Originally a 1949 saloon, little is known about its early years but we are told that it was converted into a Special by a chap called John Thomas of Hever in Kent. Apparently Mr Thomas created two cars and although previous auctioneers have alluded to this car lapping Brands Hatch in 59 seconds (well they would, wouldn’t they?) it is likely to be the other one.

Edmund Marriot the neighbour of Mr Thomas has fond memories of the car and has kindly helped to fill-in some of the gaps in the history including mentioning the fact that the boot lid is from a Morris Minor!

The chassis has been shortened and the engine is a 4.5 litre V8 from a Daimler Majestic Major. Bearing in mind that the engine would propel a 2 ton car at 120mph and it now weighs about half this amount and also bearing in mind that a close ratio gear box is fitted, this car is quick.

The car was completed around 1978-80 and sold to Russell Michcon a barrister and the son of Lord Michcon the solicitor to the Royal family. Russell Michcon had a number of works carried out in 1987 and 1988 by Rees Brothers of Aldershot including regrinding the crankshaft and honing the bores.

Rees Brothers have described the car as a Lotus 7 on steroids!

Twirp 7d

In the early 1990’s it was in poor condition and underwent some restoration and in 2001 it was sold by auction at Coys to John McKewan who exported it to Birmingham, Michigan, Canada. Much work was carried out between January and August 2002 by The Guild of Automotive Restorations Inc of Bradford Ontario, resulting in bills totalling Can$54,465. The work included re-modelling the rear end including the installation of telescopic shock absorbers.

The car was sold in 2009 by Auto Europe of Birmingham, Michigan to Chris Moss of Caterham who re-imported it to the UK and eventually put it into auction with H & H in December 2012 which is how it entered the Twirp collection.

Twirp 7e

After familiarising ourselves with the car and discovering that it is quick it was sent to James Baxter to give it a “dose of looking-at”. Some rectification work was carried out to the brakes and the car was given a thorough service but the most important thing was that James discovered that the throttle was opening only five eighths.

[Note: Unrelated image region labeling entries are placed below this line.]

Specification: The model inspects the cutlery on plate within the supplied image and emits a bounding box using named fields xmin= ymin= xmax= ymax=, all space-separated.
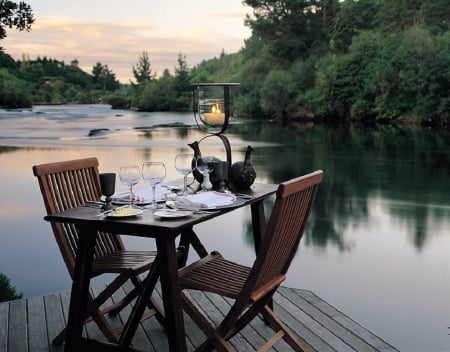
xmin=97 ymin=204 xmax=130 ymax=216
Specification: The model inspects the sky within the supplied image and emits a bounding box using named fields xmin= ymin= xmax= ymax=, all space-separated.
xmin=1 ymin=0 xmax=252 ymax=83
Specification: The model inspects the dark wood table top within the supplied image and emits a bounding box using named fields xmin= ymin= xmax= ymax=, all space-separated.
xmin=45 ymin=183 xmax=278 ymax=238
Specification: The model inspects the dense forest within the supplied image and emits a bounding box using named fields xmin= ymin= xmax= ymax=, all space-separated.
xmin=0 ymin=0 xmax=450 ymax=125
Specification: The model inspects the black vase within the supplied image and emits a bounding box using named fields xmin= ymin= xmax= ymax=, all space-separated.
xmin=188 ymin=141 xmax=221 ymax=188
xmin=230 ymin=146 xmax=256 ymax=190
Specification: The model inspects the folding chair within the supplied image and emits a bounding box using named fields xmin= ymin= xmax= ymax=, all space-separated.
xmin=179 ymin=170 xmax=323 ymax=351
xmin=33 ymin=158 xmax=164 ymax=344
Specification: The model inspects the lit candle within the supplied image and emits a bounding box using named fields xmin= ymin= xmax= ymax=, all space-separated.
xmin=204 ymin=104 xmax=225 ymax=126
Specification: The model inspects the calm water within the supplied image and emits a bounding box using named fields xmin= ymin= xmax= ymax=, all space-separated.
xmin=0 ymin=105 xmax=450 ymax=352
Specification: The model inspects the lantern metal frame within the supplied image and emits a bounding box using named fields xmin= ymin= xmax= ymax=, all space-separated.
xmin=191 ymin=83 xmax=239 ymax=135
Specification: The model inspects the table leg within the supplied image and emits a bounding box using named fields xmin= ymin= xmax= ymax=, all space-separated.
xmin=64 ymin=229 xmax=97 ymax=352
xmin=156 ymin=238 xmax=187 ymax=352
xmin=178 ymin=227 xmax=208 ymax=268
xmin=250 ymin=201 xmax=273 ymax=325
xmin=250 ymin=201 xmax=266 ymax=252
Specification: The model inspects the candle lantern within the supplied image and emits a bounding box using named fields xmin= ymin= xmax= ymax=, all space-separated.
xmin=191 ymin=83 xmax=239 ymax=134
xmin=189 ymin=83 xmax=239 ymax=190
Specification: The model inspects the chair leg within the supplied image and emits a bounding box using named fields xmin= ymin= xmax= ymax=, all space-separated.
xmin=264 ymin=305 xmax=307 ymax=352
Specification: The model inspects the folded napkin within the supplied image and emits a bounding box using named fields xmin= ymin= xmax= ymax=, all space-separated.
xmin=174 ymin=198 xmax=208 ymax=211
xmin=112 ymin=185 xmax=171 ymax=203
xmin=180 ymin=191 xmax=236 ymax=209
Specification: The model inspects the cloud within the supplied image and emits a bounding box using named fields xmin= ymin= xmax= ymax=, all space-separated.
xmin=2 ymin=13 xmax=250 ymax=83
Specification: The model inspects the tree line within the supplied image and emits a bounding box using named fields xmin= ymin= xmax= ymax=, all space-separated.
xmin=0 ymin=0 xmax=450 ymax=124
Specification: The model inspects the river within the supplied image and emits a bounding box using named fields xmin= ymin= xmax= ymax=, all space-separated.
xmin=0 ymin=105 xmax=450 ymax=352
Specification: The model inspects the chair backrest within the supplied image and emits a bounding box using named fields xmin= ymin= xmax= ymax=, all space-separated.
xmin=243 ymin=170 xmax=323 ymax=300
xmin=33 ymin=158 xmax=124 ymax=277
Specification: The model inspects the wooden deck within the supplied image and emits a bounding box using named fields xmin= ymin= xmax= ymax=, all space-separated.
xmin=0 ymin=287 xmax=398 ymax=352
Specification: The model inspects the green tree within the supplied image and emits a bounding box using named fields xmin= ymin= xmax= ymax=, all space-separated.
xmin=132 ymin=51 xmax=156 ymax=84
xmin=0 ymin=273 xmax=23 ymax=302
xmin=0 ymin=0 xmax=34 ymax=50
xmin=174 ymin=53 xmax=192 ymax=110
xmin=92 ymin=62 xmax=120 ymax=92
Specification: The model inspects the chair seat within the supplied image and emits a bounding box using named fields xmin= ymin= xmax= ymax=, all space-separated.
xmin=92 ymin=250 xmax=156 ymax=276
xmin=179 ymin=251 xmax=250 ymax=299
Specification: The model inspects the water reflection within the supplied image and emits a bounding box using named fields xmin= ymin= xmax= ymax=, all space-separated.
xmin=232 ymin=123 xmax=450 ymax=251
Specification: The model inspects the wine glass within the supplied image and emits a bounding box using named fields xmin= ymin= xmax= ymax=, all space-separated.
xmin=195 ymin=157 xmax=214 ymax=191
xmin=119 ymin=165 xmax=141 ymax=207
xmin=141 ymin=161 xmax=166 ymax=209
xmin=214 ymin=161 xmax=228 ymax=193
xmin=100 ymin=172 xmax=116 ymax=210
xmin=175 ymin=154 xmax=194 ymax=196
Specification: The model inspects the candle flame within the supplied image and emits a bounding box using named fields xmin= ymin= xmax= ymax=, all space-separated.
xmin=211 ymin=104 xmax=221 ymax=114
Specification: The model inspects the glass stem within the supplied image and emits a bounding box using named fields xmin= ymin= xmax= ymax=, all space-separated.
xmin=152 ymin=185 xmax=156 ymax=209
xmin=130 ymin=186 xmax=133 ymax=208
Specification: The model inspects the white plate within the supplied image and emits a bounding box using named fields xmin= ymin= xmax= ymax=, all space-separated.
xmin=154 ymin=209 xmax=193 ymax=219
xmin=105 ymin=208 xmax=142 ymax=218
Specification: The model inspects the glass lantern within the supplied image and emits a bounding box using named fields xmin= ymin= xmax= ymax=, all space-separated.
xmin=191 ymin=83 xmax=239 ymax=134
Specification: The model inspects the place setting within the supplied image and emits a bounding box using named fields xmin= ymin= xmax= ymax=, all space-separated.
xmin=96 ymin=147 xmax=252 ymax=219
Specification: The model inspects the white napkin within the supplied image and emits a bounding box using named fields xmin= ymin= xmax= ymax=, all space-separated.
xmin=112 ymin=184 xmax=171 ymax=203
xmin=186 ymin=191 xmax=236 ymax=208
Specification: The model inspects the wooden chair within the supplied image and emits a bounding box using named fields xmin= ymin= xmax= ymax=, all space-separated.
xmin=179 ymin=171 xmax=323 ymax=351
xmin=33 ymin=158 xmax=164 ymax=344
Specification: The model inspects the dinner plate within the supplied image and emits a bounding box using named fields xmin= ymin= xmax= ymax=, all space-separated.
xmin=105 ymin=208 xmax=143 ymax=218
xmin=154 ymin=209 xmax=193 ymax=219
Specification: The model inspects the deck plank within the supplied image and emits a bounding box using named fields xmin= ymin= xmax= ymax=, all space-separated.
xmin=0 ymin=284 xmax=398 ymax=352
xmin=6 ymin=299 xmax=29 ymax=352
xmin=26 ymin=297 xmax=49 ymax=352
xmin=292 ymin=290 xmax=398 ymax=352
xmin=0 ymin=303 xmax=9 ymax=351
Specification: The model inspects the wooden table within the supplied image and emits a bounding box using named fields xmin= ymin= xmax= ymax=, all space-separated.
xmin=44 ymin=184 xmax=277 ymax=352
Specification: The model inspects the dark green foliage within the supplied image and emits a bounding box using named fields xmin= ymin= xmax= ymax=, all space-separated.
xmin=0 ymin=0 xmax=34 ymax=47
xmin=0 ymin=273 xmax=23 ymax=302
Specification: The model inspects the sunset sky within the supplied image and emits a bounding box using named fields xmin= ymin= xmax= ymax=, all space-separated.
xmin=1 ymin=0 xmax=252 ymax=83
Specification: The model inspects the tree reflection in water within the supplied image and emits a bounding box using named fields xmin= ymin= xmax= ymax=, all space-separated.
xmin=232 ymin=123 xmax=450 ymax=251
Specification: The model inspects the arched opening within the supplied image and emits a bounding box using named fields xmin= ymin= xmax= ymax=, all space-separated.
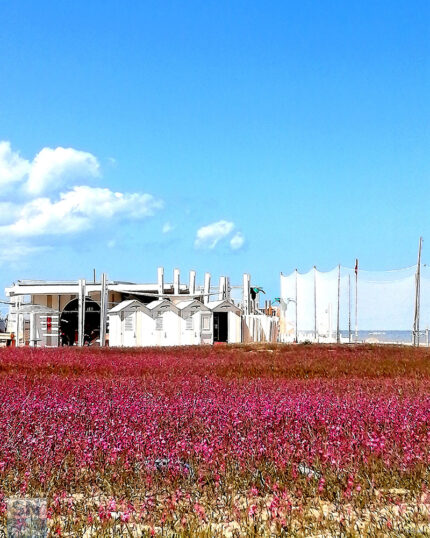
xmin=60 ymin=297 xmax=100 ymax=346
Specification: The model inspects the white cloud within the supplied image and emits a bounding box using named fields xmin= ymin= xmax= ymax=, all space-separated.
xmin=194 ymin=220 xmax=234 ymax=249
xmin=161 ymin=222 xmax=175 ymax=234
xmin=0 ymin=185 xmax=163 ymax=237
xmin=0 ymin=140 xmax=31 ymax=188
xmin=26 ymin=147 xmax=100 ymax=195
xmin=230 ymin=232 xmax=245 ymax=250
xmin=0 ymin=201 xmax=21 ymax=225
xmin=0 ymin=240 xmax=52 ymax=264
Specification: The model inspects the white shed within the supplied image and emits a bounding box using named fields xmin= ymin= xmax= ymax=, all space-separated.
xmin=109 ymin=300 xmax=152 ymax=347
xmin=176 ymin=299 xmax=213 ymax=346
xmin=207 ymin=299 xmax=242 ymax=344
xmin=146 ymin=299 xmax=181 ymax=346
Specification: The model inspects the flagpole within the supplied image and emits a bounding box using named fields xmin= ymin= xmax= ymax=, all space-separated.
xmin=414 ymin=237 xmax=423 ymax=346
xmin=296 ymin=269 xmax=299 ymax=344
xmin=314 ymin=265 xmax=317 ymax=342
xmin=336 ymin=264 xmax=340 ymax=344
xmin=355 ymin=258 xmax=358 ymax=342
xmin=348 ymin=275 xmax=351 ymax=343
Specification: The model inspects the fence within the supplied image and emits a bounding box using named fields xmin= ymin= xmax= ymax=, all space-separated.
xmin=280 ymin=265 xmax=430 ymax=343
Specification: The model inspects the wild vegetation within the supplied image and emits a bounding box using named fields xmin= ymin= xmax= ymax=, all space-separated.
xmin=0 ymin=345 xmax=430 ymax=536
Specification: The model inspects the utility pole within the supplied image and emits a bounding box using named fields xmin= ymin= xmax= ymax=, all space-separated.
xmin=336 ymin=264 xmax=340 ymax=344
xmin=348 ymin=275 xmax=351 ymax=343
xmin=296 ymin=269 xmax=299 ymax=344
xmin=78 ymin=280 xmax=86 ymax=347
xmin=100 ymin=273 xmax=108 ymax=347
xmin=354 ymin=258 xmax=358 ymax=342
xmin=413 ymin=237 xmax=423 ymax=346
xmin=314 ymin=265 xmax=318 ymax=342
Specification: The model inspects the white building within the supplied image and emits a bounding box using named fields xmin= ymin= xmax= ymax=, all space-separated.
xmin=176 ymin=299 xmax=213 ymax=346
xmin=5 ymin=267 xmax=278 ymax=347
xmin=146 ymin=299 xmax=181 ymax=346
xmin=108 ymin=299 xmax=152 ymax=347
xmin=207 ymin=299 xmax=242 ymax=344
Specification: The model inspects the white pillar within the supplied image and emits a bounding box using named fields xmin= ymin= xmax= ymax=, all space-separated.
xmin=225 ymin=276 xmax=230 ymax=301
xmin=188 ymin=271 xmax=196 ymax=295
xmin=100 ymin=273 xmax=108 ymax=347
xmin=218 ymin=276 xmax=225 ymax=301
xmin=157 ymin=267 xmax=164 ymax=295
xmin=78 ymin=280 xmax=86 ymax=347
xmin=30 ymin=312 xmax=37 ymax=347
xmin=203 ymin=273 xmax=211 ymax=304
xmin=15 ymin=297 xmax=21 ymax=347
xmin=173 ymin=269 xmax=180 ymax=295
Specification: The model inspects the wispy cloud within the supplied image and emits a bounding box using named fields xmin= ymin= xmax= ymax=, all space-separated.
xmin=0 ymin=141 xmax=163 ymax=261
xmin=194 ymin=220 xmax=235 ymax=249
xmin=0 ymin=185 xmax=162 ymax=237
xmin=26 ymin=147 xmax=100 ymax=195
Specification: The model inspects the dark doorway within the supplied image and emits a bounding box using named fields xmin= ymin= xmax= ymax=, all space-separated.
xmin=60 ymin=297 xmax=100 ymax=346
xmin=214 ymin=312 xmax=228 ymax=342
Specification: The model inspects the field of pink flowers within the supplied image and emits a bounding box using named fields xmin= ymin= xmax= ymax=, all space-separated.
xmin=0 ymin=345 xmax=430 ymax=537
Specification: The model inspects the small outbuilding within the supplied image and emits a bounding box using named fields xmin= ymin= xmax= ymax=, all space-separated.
xmin=145 ymin=299 xmax=181 ymax=346
xmin=206 ymin=299 xmax=242 ymax=344
xmin=176 ymin=299 xmax=213 ymax=346
xmin=108 ymin=300 xmax=152 ymax=347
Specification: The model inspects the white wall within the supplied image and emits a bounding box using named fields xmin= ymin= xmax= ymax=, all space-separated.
xmin=228 ymin=312 xmax=242 ymax=344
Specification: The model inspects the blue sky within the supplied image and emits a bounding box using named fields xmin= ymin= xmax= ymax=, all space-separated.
xmin=0 ymin=0 xmax=430 ymax=297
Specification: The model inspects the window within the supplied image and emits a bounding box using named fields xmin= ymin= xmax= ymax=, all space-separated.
xmin=124 ymin=314 xmax=134 ymax=331
xmin=202 ymin=315 xmax=211 ymax=331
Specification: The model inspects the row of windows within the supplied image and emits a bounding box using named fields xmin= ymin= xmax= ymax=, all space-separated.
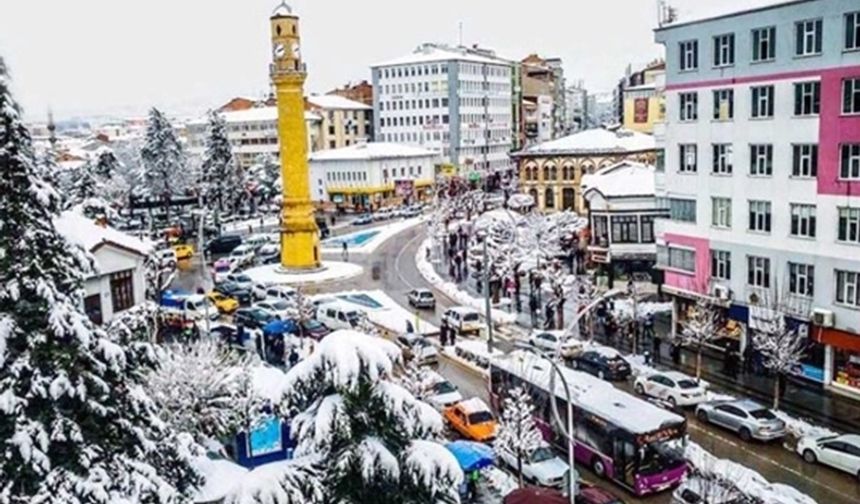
xmin=658 ymin=246 xmax=860 ymax=308
xmin=678 ymin=77 xmax=860 ymax=122
xmin=678 ymin=11 xmax=860 ymax=72
xmin=678 ymin=143 xmax=860 ymax=180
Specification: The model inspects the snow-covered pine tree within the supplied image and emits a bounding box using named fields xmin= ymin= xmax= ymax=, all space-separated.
xmin=200 ymin=111 xmax=234 ymax=212
xmin=140 ymin=108 xmax=187 ymax=217
xmin=283 ymin=331 xmax=463 ymax=504
xmin=495 ymin=387 xmax=543 ymax=487
xmin=0 ymin=58 xmax=199 ymax=504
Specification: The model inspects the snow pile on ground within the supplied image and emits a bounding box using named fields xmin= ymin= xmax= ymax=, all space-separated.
xmin=322 ymin=216 xmax=427 ymax=254
xmin=415 ymin=238 xmax=517 ymax=324
xmin=773 ymin=410 xmax=838 ymax=439
xmin=685 ymin=442 xmax=816 ymax=504
xmin=243 ymin=261 xmax=362 ymax=286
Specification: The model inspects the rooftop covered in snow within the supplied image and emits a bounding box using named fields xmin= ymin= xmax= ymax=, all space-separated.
xmin=512 ymin=128 xmax=657 ymax=157
xmin=54 ymin=212 xmax=152 ymax=255
xmin=309 ymin=142 xmax=439 ymax=161
xmin=582 ymin=161 xmax=654 ymax=199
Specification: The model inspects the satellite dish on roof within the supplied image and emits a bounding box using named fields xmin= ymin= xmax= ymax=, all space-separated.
xmin=272 ymin=0 xmax=293 ymax=16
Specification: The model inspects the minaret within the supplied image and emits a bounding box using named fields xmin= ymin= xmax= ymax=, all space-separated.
xmin=269 ymin=2 xmax=320 ymax=270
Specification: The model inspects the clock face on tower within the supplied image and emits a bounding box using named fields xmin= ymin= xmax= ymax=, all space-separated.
xmin=274 ymin=42 xmax=287 ymax=58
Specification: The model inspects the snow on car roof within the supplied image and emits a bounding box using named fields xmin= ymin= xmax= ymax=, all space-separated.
xmin=491 ymin=351 xmax=684 ymax=434
xmin=458 ymin=397 xmax=490 ymax=415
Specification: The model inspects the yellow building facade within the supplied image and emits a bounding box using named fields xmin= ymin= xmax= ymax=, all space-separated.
xmin=270 ymin=3 xmax=320 ymax=270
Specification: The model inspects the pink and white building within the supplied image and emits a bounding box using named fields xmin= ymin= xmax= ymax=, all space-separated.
xmin=655 ymin=0 xmax=860 ymax=394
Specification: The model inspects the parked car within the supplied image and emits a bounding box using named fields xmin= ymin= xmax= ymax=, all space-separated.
xmin=406 ymin=289 xmax=436 ymax=310
xmin=498 ymin=443 xmax=569 ymax=488
xmin=574 ymin=483 xmax=624 ymax=504
xmin=442 ymin=397 xmax=498 ymax=442
xmin=529 ymin=331 xmax=582 ymax=359
xmin=254 ymin=298 xmax=293 ymax=320
xmin=396 ymin=333 xmax=439 ymax=366
xmin=442 ymin=306 xmax=483 ymax=333
xmin=696 ymin=399 xmax=787 ymax=441
xmin=173 ymin=243 xmax=194 ymax=261
xmin=633 ymin=371 xmax=707 ymax=408
xmin=257 ymin=243 xmax=281 ymax=264
xmin=424 ymin=371 xmax=463 ymax=411
xmin=233 ymin=307 xmax=276 ymax=329
xmin=206 ymin=235 xmax=242 ymax=254
xmin=228 ymin=245 xmax=255 ymax=269
xmin=213 ymin=281 xmax=251 ymax=305
xmin=796 ymin=434 xmax=860 ymax=478
xmin=155 ymin=248 xmax=179 ymax=269
xmin=352 ymin=214 xmax=373 ymax=226
xmin=316 ymin=303 xmax=362 ymax=329
xmin=208 ymin=291 xmax=239 ymax=313
xmin=570 ymin=346 xmax=631 ymax=381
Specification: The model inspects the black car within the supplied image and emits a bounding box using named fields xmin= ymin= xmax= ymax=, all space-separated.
xmin=206 ymin=235 xmax=242 ymax=254
xmin=233 ymin=307 xmax=277 ymax=329
xmin=570 ymin=349 xmax=630 ymax=381
xmin=213 ymin=281 xmax=252 ymax=305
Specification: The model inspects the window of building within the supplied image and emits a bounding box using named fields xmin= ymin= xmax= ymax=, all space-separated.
xmin=749 ymin=200 xmax=771 ymax=233
xmin=788 ymin=262 xmax=815 ymax=297
xmin=714 ymin=33 xmax=735 ymax=67
xmin=839 ymin=144 xmax=860 ymax=180
xmin=714 ymin=89 xmax=735 ymax=121
xmin=794 ymin=81 xmax=821 ymax=115
xmin=837 ymin=207 xmax=860 ymax=244
xmin=842 ymin=77 xmax=860 ymax=114
xmin=750 ymin=144 xmax=773 ymax=177
xmin=794 ymin=19 xmax=823 ymax=56
xmin=845 ymin=11 xmax=860 ymax=51
xmin=753 ymin=26 xmax=776 ymax=62
xmin=711 ymin=197 xmax=732 ymax=228
xmin=711 ymin=250 xmax=732 ymax=280
xmin=791 ymin=144 xmax=818 ymax=177
xmin=110 ymin=270 xmax=134 ymax=313
xmin=639 ymin=215 xmax=655 ymax=243
xmin=678 ymin=40 xmax=699 ymax=72
xmin=712 ymin=144 xmax=732 ymax=175
xmin=751 ymin=86 xmax=773 ymax=119
xmin=791 ymin=203 xmax=816 ymax=238
xmin=612 ymin=215 xmax=639 ymax=243
xmin=678 ymin=92 xmax=699 ymax=121
xmin=747 ymin=256 xmax=770 ymax=289
xmin=678 ymin=144 xmax=698 ymax=173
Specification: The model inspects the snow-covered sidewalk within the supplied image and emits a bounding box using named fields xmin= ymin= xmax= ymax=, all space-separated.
xmin=415 ymin=238 xmax=517 ymax=324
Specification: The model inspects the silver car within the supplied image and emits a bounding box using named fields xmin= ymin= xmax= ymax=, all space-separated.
xmin=696 ymin=399 xmax=786 ymax=441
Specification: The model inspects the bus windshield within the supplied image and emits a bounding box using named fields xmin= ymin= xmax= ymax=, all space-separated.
xmin=639 ymin=439 xmax=684 ymax=475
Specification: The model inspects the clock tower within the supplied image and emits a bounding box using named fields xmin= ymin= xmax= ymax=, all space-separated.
xmin=269 ymin=2 xmax=320 ymax=271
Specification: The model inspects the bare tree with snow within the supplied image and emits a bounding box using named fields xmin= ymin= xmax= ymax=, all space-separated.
xmin=495 ymin=387 xmax=543 ymax=487
xmin=678 ymin=298 xmax=720 ymax=380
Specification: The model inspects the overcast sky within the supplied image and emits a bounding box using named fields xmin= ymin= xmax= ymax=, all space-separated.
xmin=0 ymin=0 xmax=774 ymax=120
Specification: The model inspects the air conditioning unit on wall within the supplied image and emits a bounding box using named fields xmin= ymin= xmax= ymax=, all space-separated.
xmin=812 ymin=308 xmax=835 ymax=327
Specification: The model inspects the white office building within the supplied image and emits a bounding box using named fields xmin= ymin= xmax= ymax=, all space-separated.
xmin=372 ymin=44 xmax=513 ymax=174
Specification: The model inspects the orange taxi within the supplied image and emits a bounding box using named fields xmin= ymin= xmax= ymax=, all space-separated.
xmin=443 ymin=397 xmax=498 ymax=441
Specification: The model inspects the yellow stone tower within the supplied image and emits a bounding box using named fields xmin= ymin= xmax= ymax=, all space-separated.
xmin=269 ymin=2 xmax=320 ymax=270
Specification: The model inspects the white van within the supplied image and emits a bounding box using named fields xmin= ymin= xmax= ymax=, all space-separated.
xmin=317 ymin=303 xmax=364 ymax=330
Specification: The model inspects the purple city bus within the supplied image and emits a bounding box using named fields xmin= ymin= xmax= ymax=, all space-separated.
xmin=490 ymin=351 xmax=687 ymax=495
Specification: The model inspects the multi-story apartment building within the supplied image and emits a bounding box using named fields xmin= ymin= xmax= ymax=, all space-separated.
xmin=656 ymin=0 xmax=860 ymax=393
xmin=372 ymin=44 xmax=512 ymax=176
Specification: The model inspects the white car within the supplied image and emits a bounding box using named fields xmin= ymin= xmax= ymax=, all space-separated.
xmin=529 ymin=331 xmax=582 ymax=358
xmin=424 ymin=371 xmax=463 ymax=411
xmin=254 ymin=299 xmax=293 ymax=320
xmin=442 ymin=306 xmax=484 ymax=333
xmin=633 ymin=371 xmax=707 ymax=408
xmin=228 ymin=245 xmax=254 ymax=268
xmin=796 ymin=434 xmax=860 ymax=478
xmin=498 ymin=443 xmax=569 ymax=488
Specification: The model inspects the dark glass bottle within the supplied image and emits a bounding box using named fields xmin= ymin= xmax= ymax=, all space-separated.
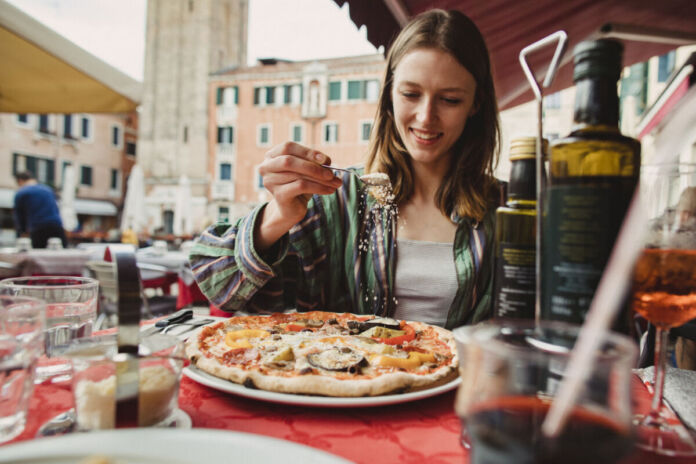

Needless to say, this has changed the characteristics for the better and we can best express the performance by using James’ actual words. “Blimey, car is staggeringly fast, and handles well too. Steering a little too low geared for me, but fantastic fun”.

WFX 288 is a favourite of Mole which he often drives on Twirp Tours. The car is often used as a run- about by Ratty in summer and has competed at Harewood hill climb.